Na Câmara de Vereadores de Curitiba tramitam quatro projetos polêmicos. Um deles, de autoria de Jorge Bernardi (PDT), prevê a mudança do nome dos catadores de papel para ‘‘operadores ecológicos’’. A justificativa é que assim eles teriam maior respeito por parte da sociedade. Outra proposta, do mesmo vereador, prevê punição para donos de cães e quer obrigá-los a recolher as fezes dos animais de estimação em ruas, praças e outros logradouros públicos.
Já uma proposição encaminhada pelo vereador Jair César (PTB), prevê a criação de uma praça com o nome de Mamonas Assassinas, em homenagem ao grupo musical, cujos integrantes morreram em um acidente aéreo há quase cinco anos.
O ex-vereador Borges dos Reis (PSDB) apresentou proposta para que as escolas municipais de Curitiba incluam em seu currículo, obrigatoriamente, a disciplina de Gerência Familiar, para ensinar à criançada as noções básicas de economia doméstica.
Para o vereador Tadeu Veneri (PT), a elaboração e apresentação destes projetos mostra que muitas propostas não se justificam diante das prioridades da população. ‘‘Temos tantas coisas mais importantes para fazer, que estes projetos chegam a ser esdrúxulos.’’
Nem a Assembléia Legislativa está livre da apresentação de projetos extravagantes.
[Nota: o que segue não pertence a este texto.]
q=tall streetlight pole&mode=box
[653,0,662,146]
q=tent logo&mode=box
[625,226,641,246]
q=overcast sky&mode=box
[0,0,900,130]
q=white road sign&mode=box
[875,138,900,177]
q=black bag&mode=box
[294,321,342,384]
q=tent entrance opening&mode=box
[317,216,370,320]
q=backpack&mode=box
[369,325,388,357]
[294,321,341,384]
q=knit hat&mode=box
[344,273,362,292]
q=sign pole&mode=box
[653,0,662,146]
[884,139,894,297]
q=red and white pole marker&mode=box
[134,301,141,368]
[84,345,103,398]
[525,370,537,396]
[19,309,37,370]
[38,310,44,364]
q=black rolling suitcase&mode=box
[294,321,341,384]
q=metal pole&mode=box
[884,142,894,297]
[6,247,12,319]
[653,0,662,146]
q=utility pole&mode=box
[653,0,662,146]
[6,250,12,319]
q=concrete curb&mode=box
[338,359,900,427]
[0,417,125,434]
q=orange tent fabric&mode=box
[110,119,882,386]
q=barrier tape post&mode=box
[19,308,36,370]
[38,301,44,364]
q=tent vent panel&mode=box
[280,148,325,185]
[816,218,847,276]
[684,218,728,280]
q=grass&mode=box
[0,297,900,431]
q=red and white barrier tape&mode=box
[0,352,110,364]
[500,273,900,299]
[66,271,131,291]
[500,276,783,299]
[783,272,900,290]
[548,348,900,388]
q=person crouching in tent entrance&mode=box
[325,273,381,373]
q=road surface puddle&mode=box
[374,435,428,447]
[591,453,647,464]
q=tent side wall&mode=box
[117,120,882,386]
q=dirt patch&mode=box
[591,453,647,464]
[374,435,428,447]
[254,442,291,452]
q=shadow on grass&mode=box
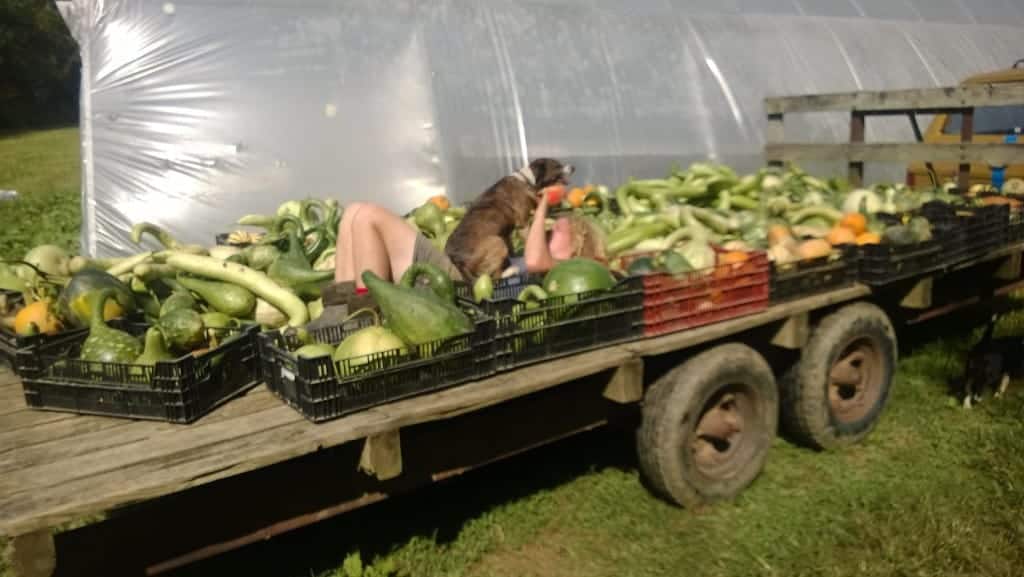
[172,427,636,577]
No ano passado, o deputado do PL, pastor Edson Praczyk, elaborou uma proposta que previa o cadastramento de clientes em motéis. A justificativa do parlamentar era de que a medida evitaria o aumento da prostituição infantil.
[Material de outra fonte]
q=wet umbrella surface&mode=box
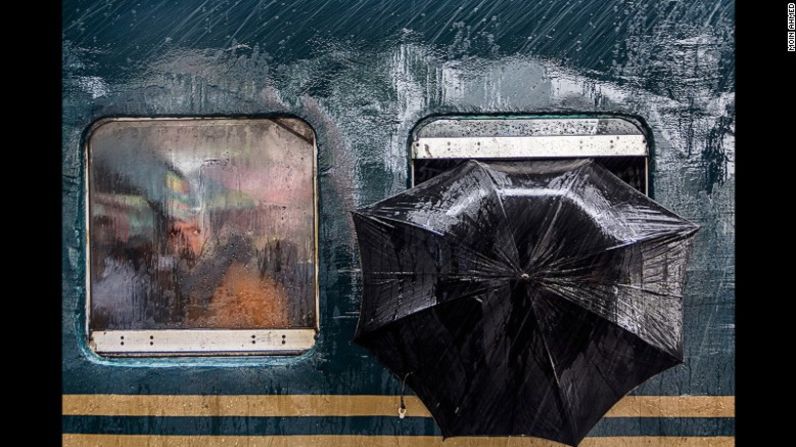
[354,160,698,445]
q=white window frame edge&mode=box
[83,116,320,357]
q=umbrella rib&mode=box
[475,160,520,271]
[531,294,576,436]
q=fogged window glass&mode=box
[88,119,316,331]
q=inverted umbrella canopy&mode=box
[354,160,698,445]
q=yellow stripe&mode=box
[63,435,735,447]
[63,394,735,418]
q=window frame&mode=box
[409,115,652,197]
[82,114,320,357]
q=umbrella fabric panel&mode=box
[360,163,518,273]
[354,214,524,332]
[354,160,697,445]
[358,285,568,437]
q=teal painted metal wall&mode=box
[63,0,735,436]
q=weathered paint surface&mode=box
[63,0,735,445]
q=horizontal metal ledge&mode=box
[412,135,648,159]
[62,434,735,447]
[89,329,316,356]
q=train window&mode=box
[412,116,649,194]
[86,118,318,356]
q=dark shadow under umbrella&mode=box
[354,160,698,445]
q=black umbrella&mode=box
[354,160,698,445]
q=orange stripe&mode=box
[63,394,735,418]
[63,434,735,447]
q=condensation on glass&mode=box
[87,118,318,355]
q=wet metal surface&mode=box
[63,0,735,445]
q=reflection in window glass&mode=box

Já o ex-deputado petista e atual prefeito de Ponta Grossa, Péricles Holleben de Melo, justificou a exclusão social dos índios para criar na Assembléia o cargo de ‘‘liderança indígena’’. O mesmo argumento levou César Silvestri (PPS) a querer determinar, por lei, vagas em universidades públicas para os índios.
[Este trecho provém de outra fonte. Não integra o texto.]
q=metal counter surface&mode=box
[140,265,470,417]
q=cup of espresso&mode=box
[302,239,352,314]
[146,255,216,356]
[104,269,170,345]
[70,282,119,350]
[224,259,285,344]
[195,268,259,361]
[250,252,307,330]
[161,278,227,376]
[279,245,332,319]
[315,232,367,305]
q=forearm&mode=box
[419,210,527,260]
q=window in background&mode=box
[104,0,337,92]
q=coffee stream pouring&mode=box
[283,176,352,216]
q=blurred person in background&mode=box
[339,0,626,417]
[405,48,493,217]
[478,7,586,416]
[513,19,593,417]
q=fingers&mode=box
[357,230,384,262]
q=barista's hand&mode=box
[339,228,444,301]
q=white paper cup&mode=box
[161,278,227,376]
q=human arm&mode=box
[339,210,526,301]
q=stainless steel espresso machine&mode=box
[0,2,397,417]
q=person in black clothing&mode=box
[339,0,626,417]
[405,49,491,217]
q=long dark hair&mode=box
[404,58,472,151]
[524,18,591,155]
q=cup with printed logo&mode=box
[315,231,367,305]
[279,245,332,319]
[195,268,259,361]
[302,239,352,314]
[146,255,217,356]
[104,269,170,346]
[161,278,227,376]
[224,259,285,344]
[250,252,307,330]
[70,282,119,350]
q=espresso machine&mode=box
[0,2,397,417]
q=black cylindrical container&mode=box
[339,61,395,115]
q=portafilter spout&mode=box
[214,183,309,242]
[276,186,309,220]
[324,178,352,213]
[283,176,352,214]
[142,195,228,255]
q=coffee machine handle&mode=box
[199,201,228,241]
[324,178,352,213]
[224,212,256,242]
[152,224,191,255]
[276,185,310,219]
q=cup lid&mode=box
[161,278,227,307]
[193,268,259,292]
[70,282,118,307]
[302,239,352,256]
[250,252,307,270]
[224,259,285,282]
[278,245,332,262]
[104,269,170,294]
O deputado petebista Luiz Accorsi, por sua vez, apresentou uma proposta para a criação de taxionetes, e queria transformar camionetes e vans que transportam mercadorias em táxis, com o objetivo de regulamentar este tipo de transporte. Nenhum desses projetos apresentados pelos deputados foram aprovados pela Assembléia Legislativa.